HIM’s Halloween research notes that convenience retailers are reluctant to buy themed stock, with just 36% saying they feel they should get behind seasonal events with themed stock. However, HIM also states that just one in 10 Brits questioned considered their local shop a good source of Halloween items. “We know shoppers don’t think UK convenience stores do enough to maximise events in-store,” says Littler. “If you’re not seeing demand, it may be because you’re not creating one.” She urges retailers to think big and bold with displays and to think about how the products they stock are fulfilling a particular need, whether it’s trick or treat packs or Halloween party packs.

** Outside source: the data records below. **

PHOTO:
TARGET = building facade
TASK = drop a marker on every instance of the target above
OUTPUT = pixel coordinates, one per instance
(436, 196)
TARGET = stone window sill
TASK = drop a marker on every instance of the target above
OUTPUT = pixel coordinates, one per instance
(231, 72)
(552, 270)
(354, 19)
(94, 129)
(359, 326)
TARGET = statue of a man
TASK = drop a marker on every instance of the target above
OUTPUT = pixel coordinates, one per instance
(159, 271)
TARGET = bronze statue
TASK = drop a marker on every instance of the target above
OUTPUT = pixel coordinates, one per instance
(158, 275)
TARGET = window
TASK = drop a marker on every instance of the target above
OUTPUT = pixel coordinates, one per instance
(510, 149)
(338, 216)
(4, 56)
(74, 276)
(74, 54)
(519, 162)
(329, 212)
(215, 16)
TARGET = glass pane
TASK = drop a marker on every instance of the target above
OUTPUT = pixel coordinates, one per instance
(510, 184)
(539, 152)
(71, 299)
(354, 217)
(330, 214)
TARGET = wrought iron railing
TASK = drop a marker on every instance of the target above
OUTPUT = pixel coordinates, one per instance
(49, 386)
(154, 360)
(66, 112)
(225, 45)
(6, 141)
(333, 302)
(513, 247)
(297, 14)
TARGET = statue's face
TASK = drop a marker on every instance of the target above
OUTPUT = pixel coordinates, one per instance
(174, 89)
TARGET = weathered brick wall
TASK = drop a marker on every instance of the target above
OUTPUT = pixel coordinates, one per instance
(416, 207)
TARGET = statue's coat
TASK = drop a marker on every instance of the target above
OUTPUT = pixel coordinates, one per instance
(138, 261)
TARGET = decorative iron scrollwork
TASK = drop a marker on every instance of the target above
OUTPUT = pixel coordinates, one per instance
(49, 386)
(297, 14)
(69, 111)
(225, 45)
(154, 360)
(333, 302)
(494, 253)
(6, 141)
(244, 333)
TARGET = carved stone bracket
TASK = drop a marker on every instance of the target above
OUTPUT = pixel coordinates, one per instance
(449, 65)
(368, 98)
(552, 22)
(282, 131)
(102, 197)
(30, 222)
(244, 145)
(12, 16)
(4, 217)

Ramesh has every intention of going big and bold again this year. “We’ve increased our Halloween orders by 30% this year. You can’t ignore Halloween; you need to invest and make a go of it.”
One of the big Halloween sellers at Nisa Mickleton is the alcohol category. “People look forward to Halloween – it’s all about parties for adults,” says owner Harj Dhasee. “I think they see it as the warm-up to Christmas, with wine, beer and spirits all included.”
Ramesh Shingadia at Londis Horsham and Southwater also reports healthy off-licence sales for both Halloween and Bonfire night, and expects this year to be particularly successful. “We have a lot of off-licence products on offer. The fact that Halloween falls on a Saturday is good.”
Spirits see a huge uplift in volume sales in the run up to Halloween in key multiple grocers (54%) compared with average weekly sales, according to Jägermeister marketing director Nicole Goodwin. But this spike in sales is not being reflected in c-stores. “In the impulse sector there is just a 7% uplift in the same period, which suggests retailers are missing out on this huge opportunity and should consider what to stock and how, ahead of the Halloween period and party season,” she says. “Jägermeister generates 34% higher than average weekly volume sales at Halloween in impulse and should therefore be a must-stock.”
Says Goodwin: “Halloween is the perfect opportunity for retailers to cross-merchandise Halloween products with spirits to grab the attention of those looking to purchase for parties and nights out.
“Use a Halloween display to attract consumers to specific products and help increase sales of key lines.”